My plane touched down at 9:45am. I stepped out of the airport to overcast skies, 50 degrees, and what I would imagine to be 70 percent humidity—I was in San Francisco!
After I checked in to my hotel, I grabbed a quick lunch at Chevy’s (one beef taco and one chicken) and headed across the street to go through registration and get my badge. At JavaOne, we do need our “stinking badges.”
I got to the Moscone Center around noon and went through the relatively painless registration process and began my tour of JavaOne 2003. Today my focus was going to be on the exhibition floor. I wanted to see what the latest cool stuff was and who was creating it.
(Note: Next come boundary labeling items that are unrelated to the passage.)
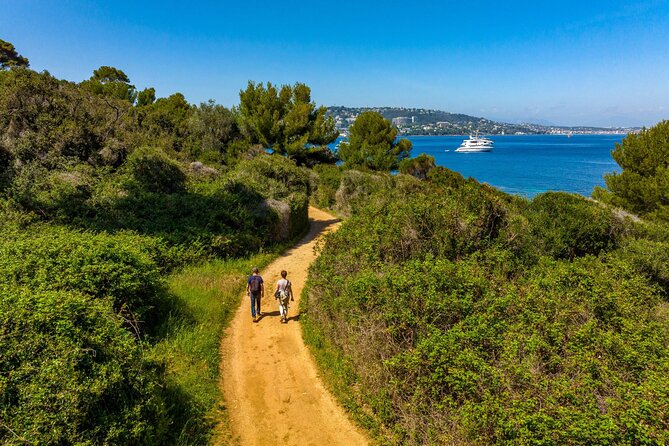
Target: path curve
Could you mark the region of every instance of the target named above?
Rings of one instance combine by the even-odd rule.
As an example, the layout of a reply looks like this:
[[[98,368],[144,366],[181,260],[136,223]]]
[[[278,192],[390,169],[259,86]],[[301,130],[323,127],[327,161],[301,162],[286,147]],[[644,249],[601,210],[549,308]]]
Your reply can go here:
[[[221,346],[221,388],[232,434],[244,446],[369,443],[323,386],[302,339],[299,296],[316,259],[314,248],[324,233],[339,226],[332,215],[314,207],[309,218],[309,233],[261,271],[267,287],[261,320],[253,323],[244,295]],[[287,324],[279,322],[273,296],[282,269],[295,293]]]

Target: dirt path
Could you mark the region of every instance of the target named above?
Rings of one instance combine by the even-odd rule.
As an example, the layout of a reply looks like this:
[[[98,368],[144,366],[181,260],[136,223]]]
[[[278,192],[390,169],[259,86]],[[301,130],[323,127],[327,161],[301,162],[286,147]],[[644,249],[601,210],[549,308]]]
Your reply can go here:
[[[323,387],[302,340],[298,304],[320,236],[338,227],[332,215],[309,208],[311,231],[261,275],[263,317],[253,323],[242,299],[221,347],[221,386],[236,441],[247,445],[364,445],[367,439]],[[287,324],[279,322],[273,291],[288,271],[295,302]]]

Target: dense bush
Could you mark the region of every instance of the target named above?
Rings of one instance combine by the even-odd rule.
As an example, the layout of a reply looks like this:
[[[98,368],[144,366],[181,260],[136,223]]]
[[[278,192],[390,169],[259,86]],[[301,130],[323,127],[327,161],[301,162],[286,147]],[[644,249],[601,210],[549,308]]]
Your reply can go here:
[[[599,254],[615,246],[620,231],[610,209],[564,192],[537,195],[525,214],[541,251],[556,258]]]
[[[0,443],[164,444],[159,370],[106,299],[0,285]]]
[[[173,194],[186,190],[186,174],[179,164],[156,149],[135,150],[124,166],[143,190]]]
[[[435,173],[370,192],[310,271],[344,404],[388,444],[669,441],[664,232]]]
[[[52,226],[3,231],[0,240],[0,283],[110,298],[114,311],[141,321],[163,297],[155,240]]]
[[[339,166],[319,164],[314,167],[314,172],[317,178],[311,199],[321,209],[332,209],[336,203],[335,194],[341,183],[342,170]]]

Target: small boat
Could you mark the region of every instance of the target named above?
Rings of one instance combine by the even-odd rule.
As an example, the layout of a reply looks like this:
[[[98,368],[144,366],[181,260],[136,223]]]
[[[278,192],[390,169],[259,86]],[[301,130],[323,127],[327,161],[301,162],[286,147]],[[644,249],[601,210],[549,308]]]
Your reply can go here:
[[[456,152],[490,152],[493,146],[492,139],[480,137],[478,132],[475,136],[469,135],[469,139],[462,141]]]

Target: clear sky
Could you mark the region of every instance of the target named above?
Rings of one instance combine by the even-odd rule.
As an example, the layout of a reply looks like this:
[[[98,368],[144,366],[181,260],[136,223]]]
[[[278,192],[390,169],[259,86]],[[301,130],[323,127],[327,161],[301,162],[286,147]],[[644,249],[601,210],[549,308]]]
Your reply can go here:
[[[0,0],[0,38],[59,78],[112,65],[191,102],[232,106],[248,80],[300,81],[324,105],[669,119],[669,0]]]

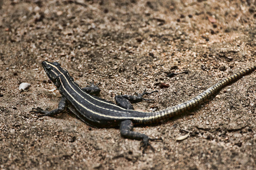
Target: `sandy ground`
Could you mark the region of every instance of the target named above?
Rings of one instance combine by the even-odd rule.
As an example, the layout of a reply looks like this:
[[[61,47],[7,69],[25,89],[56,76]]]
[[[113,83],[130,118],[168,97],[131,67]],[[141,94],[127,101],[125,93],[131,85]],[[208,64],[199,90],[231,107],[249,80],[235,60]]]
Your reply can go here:
[[[256,64],[255,1],[3,2],[0,169],[255,169],[255,71],[185,115],[135,128],[163,139],[151,143],[154,153],[143,154],[139,141],[117,129],[90,128],[68,110],[51,117],[29,112],[53,109],[60,99],[44,60],[60,62],[82,87],[101,82],[101,97],[110,101],[159,91],[136,109],[190,99]],[[28,91],[19,91],[22,82],[31,84]],[[181,129],[190,135],[177,142],[187,134]]]

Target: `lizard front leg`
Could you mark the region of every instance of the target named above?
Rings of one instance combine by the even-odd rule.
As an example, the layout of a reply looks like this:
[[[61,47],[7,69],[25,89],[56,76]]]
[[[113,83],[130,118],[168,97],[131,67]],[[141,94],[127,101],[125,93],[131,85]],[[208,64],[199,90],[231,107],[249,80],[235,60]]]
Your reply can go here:
[[[32,110],[30,113],[40,113],[42,114],[38,115],[39,116],[53,116],[59,113],[63,112],[67,107],[67,101],[66,99],[62,97],[59,103],[58,108],[51,111],[46,111],[43,110],[42,108],[38,107],[36,108],[32,108]]]
[[[142,101],[142,100],[150,101],[154,100],[152,99],[147,99],[143,97],[144,95],[150,95],[154,92],[158,92],[154,91],[151,92],[146,92],[146,90],[141,94],[138,94],[137,96],[132,95],[117,95],[115,96],[115,100],[117,104],[119,107],[126,109],[134,110],[133,105],[131,103],[138,103]]]

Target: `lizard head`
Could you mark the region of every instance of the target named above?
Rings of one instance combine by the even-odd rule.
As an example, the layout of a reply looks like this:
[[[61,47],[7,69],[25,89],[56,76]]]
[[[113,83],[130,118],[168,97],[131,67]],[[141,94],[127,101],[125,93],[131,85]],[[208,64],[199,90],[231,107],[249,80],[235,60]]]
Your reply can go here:
[[[68,71],[57,62],[50,62],[45,61],[42,62],[42,65],[47,76],[57,88],[59,88],[61,84],[60,76],[64,74],[69,75]]]

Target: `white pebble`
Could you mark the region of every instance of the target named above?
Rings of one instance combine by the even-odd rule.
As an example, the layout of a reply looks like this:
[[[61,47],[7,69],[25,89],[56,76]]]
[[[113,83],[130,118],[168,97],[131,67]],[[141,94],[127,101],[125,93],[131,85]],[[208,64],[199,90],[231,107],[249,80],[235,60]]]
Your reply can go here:
[[[30,83],[22,83],[19,84],[19,91],[27,91],[28,90],[28,88],[31,86]]]

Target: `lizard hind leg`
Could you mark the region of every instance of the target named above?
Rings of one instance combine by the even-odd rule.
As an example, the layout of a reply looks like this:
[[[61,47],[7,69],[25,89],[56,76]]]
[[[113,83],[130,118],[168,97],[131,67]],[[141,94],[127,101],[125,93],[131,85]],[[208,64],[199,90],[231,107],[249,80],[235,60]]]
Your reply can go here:
[[[120,133],[122,137],[131,139],[142,140],[139,149],[142,148],[142,153],[144,153],[147,147],[150,147],[153,152],[155,150],[150,143],[150,141],[162,142],[162,138],[151,139],[146,134],[133,131],[133,124],[130,120],[122,121],[120,125]]]
[[[143,98],[143,96],[144,95],[151,95],[154,92],[158,92],[158,91],[154,91],[151,92],[146,92],[146,89],[141,94],[138,94],[137,93],[137,96],[133,95],[117,95],[115,96],[115,100],[117,104],[119,107],[126,109],[132,109],[134,110],[134,108],[131,104],[132,103],[138,103],[142,101],[142,100],[146,101],[152,101],[153,99],[147,99]]]

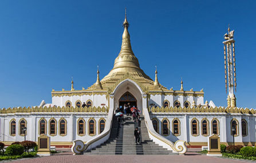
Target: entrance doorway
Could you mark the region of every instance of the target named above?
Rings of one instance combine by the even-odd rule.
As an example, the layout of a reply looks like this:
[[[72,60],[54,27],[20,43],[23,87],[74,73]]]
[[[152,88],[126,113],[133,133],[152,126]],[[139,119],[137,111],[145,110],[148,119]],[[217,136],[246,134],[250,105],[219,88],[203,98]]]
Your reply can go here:
[[[137,100],[135,97],[129,92],[127,92],[119,99],[119,108],[124,109],[125,104],[130,103],[131,107],[137,107]]]

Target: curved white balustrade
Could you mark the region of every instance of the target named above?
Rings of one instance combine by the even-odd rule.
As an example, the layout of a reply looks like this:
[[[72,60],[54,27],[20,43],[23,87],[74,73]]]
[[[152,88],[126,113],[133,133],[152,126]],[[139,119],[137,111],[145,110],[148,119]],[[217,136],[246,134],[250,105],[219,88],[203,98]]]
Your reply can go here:
[[[149,114],[147,108],[143,109],[145,123],[148,129],[149,138],[156,144],[163,146],[168,150],[172,150],[174,153],[179,153],[180,154],[185,153],[187,148],[185,145],[186,142],[183,140],[178,140],[174,144],[172,142],[158,134],[153,127]]]
[[[71,148],[71,150],[74,153],[74,154],[81,154],[84,151],[95,148],[108,140],[111,130],[113,112],[113,108],[109,108],[104,130],[100,134],[93,137],[85,144],[84,144],[84,142],[80,140],[73,141],[73,146]]]

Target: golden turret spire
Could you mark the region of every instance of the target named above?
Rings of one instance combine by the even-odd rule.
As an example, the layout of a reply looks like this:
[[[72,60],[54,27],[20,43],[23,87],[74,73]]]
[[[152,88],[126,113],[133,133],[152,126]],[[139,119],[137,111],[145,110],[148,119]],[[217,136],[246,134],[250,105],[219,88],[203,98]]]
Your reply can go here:
[[[97,81],[95,83],[95,86],[97,89],[103,89],[100,80],[100,71],[99,71],[99,65],[97,66],[98,69],[97,70]]]
[[[74,82],[73,81],[73,76],[72,76],[72,81],[71,82],[71,90],[74,90]]]
[[[115,59],[114,67],[101,81],[109,79],[113,76],[123,75],[127,73],[131,74],[138,74],[141,77],[152,81],[147,75],[140,67],[138,59],[134,55],[131,45],[130,34],[128,32],[129,24],[127,21],[125,9],[125,17],[123,23],[124,33],[122,35],[122,45],[121,50],[116,59]]]
[[[180,82],[181,86],[180,86],[180,90],[183,91],[183,82],[182,81],[182,82]]]
[[[154,87],[159,88],[160,87],[159,82],[158,82],[157,79],[157,71],[156,70],[156,71],[155,72],[156,74],[156,77],[155,78],[155,82],[154,82]]]

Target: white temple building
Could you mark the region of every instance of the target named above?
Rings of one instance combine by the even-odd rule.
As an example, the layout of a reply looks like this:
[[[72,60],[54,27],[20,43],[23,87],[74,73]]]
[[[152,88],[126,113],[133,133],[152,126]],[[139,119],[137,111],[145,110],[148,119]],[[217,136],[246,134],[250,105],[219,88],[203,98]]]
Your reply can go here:
[[[1,141],[9,145],[26,134],[37,142],[45,134],[51,145],[70,148],[81,140],[83,150],[92,148],[108,140],[115,110],[129,102],[143,113],[149,137],[175,152],[206,146],[213,134],[221,144],[233,144],[234,134],[236,145],[255,145],[256,112],[236,107],[234,31],[229,28],[223,42],[228,106],[216,107],[204,100],[203,89],[184,90],[182,81],[180,90],[167,89],[159,83],[156,69],[154,79],[146,75],[132,50],[126,15],[123,26],[121,50],[108,74],[100,79],[98,69],[96,82],[87,89],[74,90],[72,80],[70,90],[53,89],[52,104],[2,109]]]

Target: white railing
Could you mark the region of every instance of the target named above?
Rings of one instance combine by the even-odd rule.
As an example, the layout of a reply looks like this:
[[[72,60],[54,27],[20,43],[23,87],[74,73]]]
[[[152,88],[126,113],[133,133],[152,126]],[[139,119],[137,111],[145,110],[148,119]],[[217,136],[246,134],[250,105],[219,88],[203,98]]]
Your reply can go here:
[[[73,141],[73,146],[71,148],[71,150],[74,153],[74,154],[82,154],[84,151],[90,150],[92,148],[100,145],[108,140],[111,130],[113,112],[114,109],[109,108],[105,129],[101,134],[92,138],[85,144],[80,140],[76,140]]]
[[[183,154],[187,152],[187,148],[184,141],[178,140],[174,144],[172,142],[158,134],[153,127],[148,109],[144,108],[143,113],[144,114],[145,123],[148,131],[148,135],[153,141],[167,148],[168,150],[172,150],[174,153],[179,153],[179,154]]]

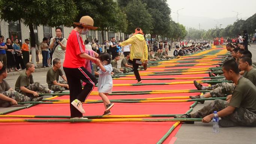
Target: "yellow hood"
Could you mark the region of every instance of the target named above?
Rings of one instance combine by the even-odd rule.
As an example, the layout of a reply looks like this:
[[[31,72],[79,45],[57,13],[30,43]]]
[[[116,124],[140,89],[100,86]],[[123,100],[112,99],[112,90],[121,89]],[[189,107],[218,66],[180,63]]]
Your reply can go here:
[[[140,34],[135,34],[134,35],[137,37],[138,39],[139,39],[139,40],[140,40],[141,41],[144,40],[145,39],[144,39],[144,36]]]

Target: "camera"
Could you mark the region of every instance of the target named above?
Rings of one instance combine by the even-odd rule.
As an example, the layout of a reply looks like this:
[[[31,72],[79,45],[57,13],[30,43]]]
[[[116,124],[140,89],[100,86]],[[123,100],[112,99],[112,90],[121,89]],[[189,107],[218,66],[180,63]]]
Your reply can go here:
[[[55,43],[58,44],[59,43],[59,41],[60,41],[60,39],[58,37],[56,37],[55,38]]]

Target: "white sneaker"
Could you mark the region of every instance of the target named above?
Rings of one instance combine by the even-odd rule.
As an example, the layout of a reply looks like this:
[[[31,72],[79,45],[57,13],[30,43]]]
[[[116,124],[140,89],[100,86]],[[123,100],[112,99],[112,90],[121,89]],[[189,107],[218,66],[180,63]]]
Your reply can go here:
[[[76,99],[71,102],[73,106],[77,109],[81,113],[85,113],[85,111],[83,107],[83,103],[77,99]]]
[[[70,118],[70,119],[88,119],[83,117],[75,117]]]

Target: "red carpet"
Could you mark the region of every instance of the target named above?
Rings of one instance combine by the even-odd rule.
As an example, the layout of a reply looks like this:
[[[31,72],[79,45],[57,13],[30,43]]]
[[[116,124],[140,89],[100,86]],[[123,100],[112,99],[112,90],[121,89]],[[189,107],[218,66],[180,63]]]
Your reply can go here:
[[[193,68],[213,67],[196,66]],[[174,69],[188,68],[158,68]],[[143,76],[141,78],[208,77],[208,74],[174,76]],[[167,83],[193,80],[143,80],[144,83]],[[134,83],[135,80],[114,80],[114,84]],[[207,84],[205,84],[205,85]],[[193,84],[116,86],[113,91],[140,91],[152,90],[195,89]],[[95,88],[94,91],[97,91]],[[197,93],[109,96],[110,99],[140,98],[171,96],[188,96]],[[64,96],[58,99],[68,99]],[[88,99],[100,99],[89,96]],[[193,102],[180,103],[115,103],[111,109],[113,115],[171,114],[185,113]],[[103,104],[85,104],[85,115],[102,115]],[[40,104],[9,114],[36,115],[70,115],[69,104]],[[12,118],[11,118],[12,119]],[[0,123],[2,144],[155,144],[174,123],[166,122],[115,122],[102,123]],[[164,143],[168,143],[180,125]]]

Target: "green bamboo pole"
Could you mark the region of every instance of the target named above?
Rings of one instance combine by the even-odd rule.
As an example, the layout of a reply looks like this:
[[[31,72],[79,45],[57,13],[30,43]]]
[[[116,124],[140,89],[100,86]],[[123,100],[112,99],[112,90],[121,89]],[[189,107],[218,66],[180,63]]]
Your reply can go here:
[[[217,99],[226,99],[226,98],[222,97],[222,98],[198,98],[195,99],[188,99],[184,100],[184,101],[180,101],[180,100],[141,100],[141,101],[121,101],[121,100],[110,100],[110,101],[112,102],[116,102],[116,103],[146,103],[146,102],[170,102],[170,101],[172,101],[173,102],[188,102],[191,101],[208,101],[208,100],[212,100]],[[164,101],[162,102],[163,101]],[[63,103],[64,103],[64,102],[67,102],[66,101],[61,101],[61,102],[42,102],[42,101],[31,101],[31,102],[18,102],[18,104],[59,104],[61,103],[58,103],[58,102],[63,102]],[[98,100],[95,101],[88,101],[84,102],[86,104],[97,104],[102,103],[103,101],[102,100]],[[69,103],[69,102],[68,102]]]
[[[40,122],[40,123],[64,123],[64,122],[199,122],[202,119],[0,119],[0,123]]]
[[[188,114],[190,113],[190,112],[193,110],[193,108],[198,103],[198,102],[197,101],[196,101],[192,104],[190,107],[191,108],[189,110],[188,110],[186,113]],[[171,127],[170,129],[168,130],[167,132],[166,132],[166,133],[164,135],[164,136],[159,140],[159,141],[156,143],[156,144],[162,144],[164,141],[167,138],[168,138],[168,137],[170,135],[171,132],[173,132],[173,131],[176,127],[174,125],[173,125]]]
[[[182,90],[181,90],[180,91],[182,91]],[[149,91],[149,92],[124,92],[124,93],[112,93],[112,94],[109,94],[109,95],[147,95],[147,94],[155,94],[155,93],[152,93],[152,92],[152,92],[152,91]],[[201,91],[198,91],[198,90],[195,90],[195,91],[188,91],[188,92],[184,92],[184,93],[193,93],[193,92],[210,92],[210,90],[201,90]],[[166,94],[169,94],[168,92],[166,92]],[[52,94],[51,95],[52,95],[53,96],[54,95],[69,95],[70,93],[61,93],[61,94]],[[43,95],[45,95],[45,94],[40,94],[40,96],[43,96]],[[54,100],[56,100],[55,99],[45,99],[45,101],[54,101]]]

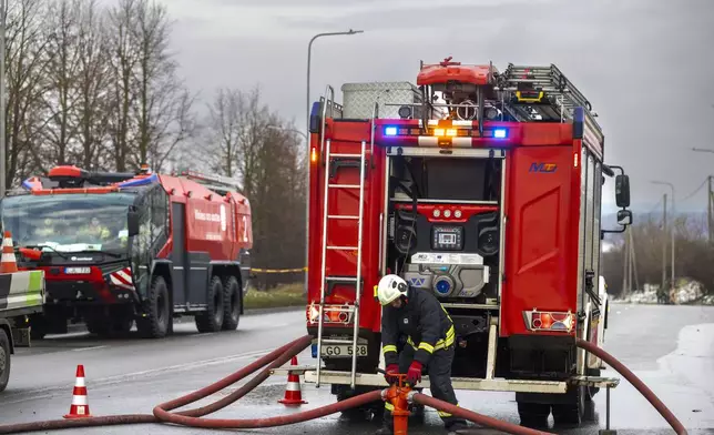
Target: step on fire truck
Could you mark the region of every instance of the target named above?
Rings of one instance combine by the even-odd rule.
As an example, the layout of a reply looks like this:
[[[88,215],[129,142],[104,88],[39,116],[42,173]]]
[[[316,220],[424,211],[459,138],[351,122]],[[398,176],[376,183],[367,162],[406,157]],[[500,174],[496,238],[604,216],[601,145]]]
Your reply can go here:
[[[306,314],[324,366],[303,367],[305,381],[338,399],[387,385],[373,289],[396,273],[453,320],[455,388],[514,392],[523,423],[579,424],[618,381],[574,341],[602,344],[601,240],[632,222],[590,102],[555,65],[450,58],[422,63],[417,85],[341,90],[310,117]],[[620,229],[602,230],[613,170]]]
[[[0,203],[20,269],[47,277],[33,337],[68,320],[100,335],[163,337],[173,317],[200,332],[235,330],[253,244],[251,204],[237,182],[180,171],[90,172],[57,166]]]

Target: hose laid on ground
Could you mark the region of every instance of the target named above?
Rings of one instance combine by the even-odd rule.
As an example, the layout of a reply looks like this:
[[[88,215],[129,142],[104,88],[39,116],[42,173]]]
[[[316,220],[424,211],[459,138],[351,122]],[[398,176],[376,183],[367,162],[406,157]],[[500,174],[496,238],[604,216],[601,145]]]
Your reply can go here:
[[[684,428],[684,425],[682,422],[680,422],[674,414],[660,401],[660,397],[654,394],[652,390],[650,390],[640,378],[630,371],[630,368],[625,367],[624,364],[615,360],[614,356],[610,355],[608,352],[603,351],[602,348],[595,346],[594,344],[586,342],[584,340],[578,338],[575,341],[575,345],[578,347],[582,347],[585,351],[590,352],[591,354],[602,358],[605,363],[610,364],[612,368],[614,368],[618,373],[620,373],[632,386],[638,388],[640,394],[646,398],[652,406],[654,406],[655,409],[666,419],[666,422],[672,426],[674,432],[677,433],[677,435],[684,435],[686,434],[686,429]]]
[[[213,383],[204,388],[201,388],[196,392],[190,393],[185,396],[178,397],[176,399],[166,402],[164,404],[157,405],[154,407],[154,415],[147,414],[128,414],[128,415],[113,415],[105,417],[90,417],[90,418],[80,418],[80,419],[55,419],[55,421],[45,421],[45,422],[33,422],[33,423],[21,423],[21,424],[11,424],[11,425],[0,425],[0,434],[17,434],[26,432],[35,432],[35,431],[49,431],[49,429],[61,429],[70,427],[91,427],[91,426],[108,426],[108,425],[120,425],[120,424],[141,424],[141,423],[174,423],[178,425],[193,426],[193,427],[206,427],[206,428],[258,428],[258,427],[272,427],[272,426],[282,426],[294,423],[306,422],[314,418],[324,417],[329,414],[337,412],[346,411],[351,407],[361,406],[370,402],[375,402],[381,398],[380,391],[373,391],[365,393],[355,397],[351,397],[346,401],[340,401],[328,406],[320,408],[309,409],[306,412],[283,415],[268,418],[248,418],[248,419],[226,419],[226,418],[198,418],[203,415],[207,415],[220,411],[227,405],[236,402],[241,397],[245,396],[247,393],[253,391],[256,386],[263,383],[271,374],[271,370],[279,367],[287,363],[293,356],[299,354],[305,350],[312,342],[313,337],[310,335],[303,336],[290,343],[287,343],[269,354],[261,357],[259,360],[248,364],[242,370],[235,372],[232,375],[224,377],[223,380]],[[640,378],[638,378],[630,370],[628,370],[622,363],[615,360],[612,355],[605,351],[594,346],[593,344],[578,340],[577,345],[586,350],[588,352],[594,354],[602,358],[605,363],[610,364],[614,370],[616,370],[621,375],[623,375],[632,385],[634,385],[638,391],[660,412],[660,414],[670,423],[674,431],[682,435],[686,434],[686,429],[680,423],[680,421],[672,414],[672,412],[656,397],[656,395],[647,388]],[[225,387],[235,384],[236,382],[243,380],[244,377],[253,374],[261,367],[268,365],[263,372],[256,375],[254,378],[248,381],[241,388],[231,393],[228,396],[216,401],[210,405],[203,406],[201,408],[183,411],[178,413],[171,413],[170,411],[175,409],[181,406],[194,403],[202,398],[205,398]],[[493,427],[506,433],[516,434],[516,435],[536,435],[536,434],[550,434],[548,432],[539,432],[528,427],[518,426],[508,422],[502,422],[492,417],[488,417],[478,413],[475,413],[469,409],[460,408],[458,406],[451,405],[447,402],[436,399],[434,397],[415,393],[412,396],[414,401],[426,406],[434,407],[439,411],[445,411],[451,413],[456,416],[460,416],[465,419],[468,419],[472,423]]]
[[[551,432],[541,432],[541,431],[536,431],[531,429],[529,427],[523,427],[519,426],[513,423],[508,423],[503,422],[501,419],[497,419],[493,417],[488,417],[482,414],[475,413],[473,411],[469,411],[462,407],[458,407],[456,405],[451,405],[448,402],[439,401],[438,398],[434,398],[431,396],[427,396],[426,394],[421,393],[416,393],[412,396],[412,399],[421,405],[432,407],[438,411],[443,411],[449,414],[452,414],[457,417],[461,417],[465,419],[468,419],[471,423],[476,423],[481,426],[488,426],[492,427],[494,429],[504,432],[507,434],[514,434],[514,435],[555,435]]]

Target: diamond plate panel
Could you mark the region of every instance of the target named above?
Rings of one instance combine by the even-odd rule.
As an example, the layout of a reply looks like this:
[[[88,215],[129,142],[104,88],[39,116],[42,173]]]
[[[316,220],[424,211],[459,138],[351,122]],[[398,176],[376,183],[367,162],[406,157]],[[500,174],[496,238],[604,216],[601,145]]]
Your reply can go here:
[[[345,83],[341,91],[343,117],[348,119],[370,119],[376,101],[379,102],[378,118],[399,118],[399,107],[386,105],[386,103],[421,102],[419,88],[409,82]]]

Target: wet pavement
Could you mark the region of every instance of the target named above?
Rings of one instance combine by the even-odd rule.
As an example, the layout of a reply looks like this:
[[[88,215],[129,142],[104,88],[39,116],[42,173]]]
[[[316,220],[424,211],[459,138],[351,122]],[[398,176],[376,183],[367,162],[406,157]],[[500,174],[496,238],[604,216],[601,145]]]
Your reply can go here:
[[[615,305],[611,307],[605,350],[619,357],[652,388],[687,427],[690,434],[714,434],[714,307]],[[13,357],[10,385],[0,394],[0,422],[61,418],[69,411],[76,364],[84,364],[89,404],[94,415],[151,413],[159,403],[191,393],[257,360],[304,333],[302,310],[244,316],[237,332],[198,335],[192,323],[176,326],[163,341],[99,341],[86,334],[50,337]],[[307,352],[300,364],[314,360]],[[604,376],[615,376],[605,371]],[[284,378],[274,377],[212,418],[254,418],[296,413],[334,402],[329,387],[303,384],[309,403],[286,409]],[[238,385],[204,399],[213,402]],[[426,391],[428,393],[428,391]],[[461,406],[518,424],[513,394],[457,392]],[[624,380],[612,391],[611,426],[619,434],[671,434],[664,419]],[[595,396],[591,421],[560,434],[598,434],[604,427],[605,394]],[[192,406],[194,407],[194,406]],[[552,417],[551,417],[552,424]],[[366,421],[332,415],[319,421],[261,431],[265,434],[369,434]],[[165,425],[73,429],[73,434],[204,434],[208,431]],[[49,434],[70,433],[45,432]],[[410,434],[443,434],[436,412]],[[473,434],[497,433],[473,428]]]

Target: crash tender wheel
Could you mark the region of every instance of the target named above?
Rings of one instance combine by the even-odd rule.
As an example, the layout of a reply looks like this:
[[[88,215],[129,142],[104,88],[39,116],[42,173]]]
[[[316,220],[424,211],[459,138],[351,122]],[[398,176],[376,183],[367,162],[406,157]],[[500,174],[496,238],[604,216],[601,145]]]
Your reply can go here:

The first thing that I noticed as I crossed the threshold of the Exhibitors Hall was the reduced number of vendors. I would say the number of exhibitors, as opposed to last year, was reduced by something like 30 percent—the economy has not been good to us.
Once I overcame my initial shock at the conference’s condensed dimensions, I really started looking at what the vendors were showing. As I walked around the floor, I saw several new and old products. I played around with some of the Apple equipment—these guys have done a tremendous job with their OS X gear. I couldn’t help but try and exchange my PC for a Mac box, but alas I could not find a taker.
What I really noticed more than anything was the vast number of mobile device vendors. There was Nokia, Motorola, Nextel, Siemens Mobile, Vodafone, and several others. This conference was starting to look like a mobility conference as opposed to a general Java Symposium. Everyone was showing their MIDP 2.0 devices. It was extremely impressive.
I tried to take an equal look at everyone’s wares, but there just was not enough time, so I focused on the area of mobility that interests me the most, game development—one of the areas that I believe Java can make a tremendous impact. The two most impressive products that I have seen so far are Ajile System’s JEMBlazer and Nokia’s N-Gage.
The JEMBlazer is an extremely interesting product. It allows you to develop your MIDP games and applications and then compile them to a binary image that can be run on a Nintendo Game Boy Advance (GBA). It is extremely cool. They provide a SDK for $199.99 that allows you to both run and debug MIDP games on your existing GBA. This makes Java development for the GBA pretty much a no-brainer. If you are in town, or on the network, you should really check them out http://www.jemblazer.com. They have an interesting business model that will allow the independent game developer to break into the portable device market.
The product that I was most impressed with was Nokia’s N-Gage mobile device. It is a phone, PDA, MP3 player, and gaming device all rolled into one. When you first look at the N-Gage it looks just like your basic game controller that you might find connected to any gaming console, but upon further examination you will see that it is actually a phone shaped like a game controller. It has incredible graphics and its shape makes it extremely easy to manipulate. And to top all of this, you can create your own games using their free MIDP developer’s kit. According to the crew at the Nokia booth, the N-Gage will be available Q4 of this year. I am going to be the first in line.
Well, Day 1 is over—it is 9:00 AM Wednesday Day 2 and it is now time for me to start looking at some of the actual MIDP technical and BOF sessions. After these sessions I hope to provide you with a more technical look at some of the MIDP development being discussed at JavaOne 2003. See you tomorrow.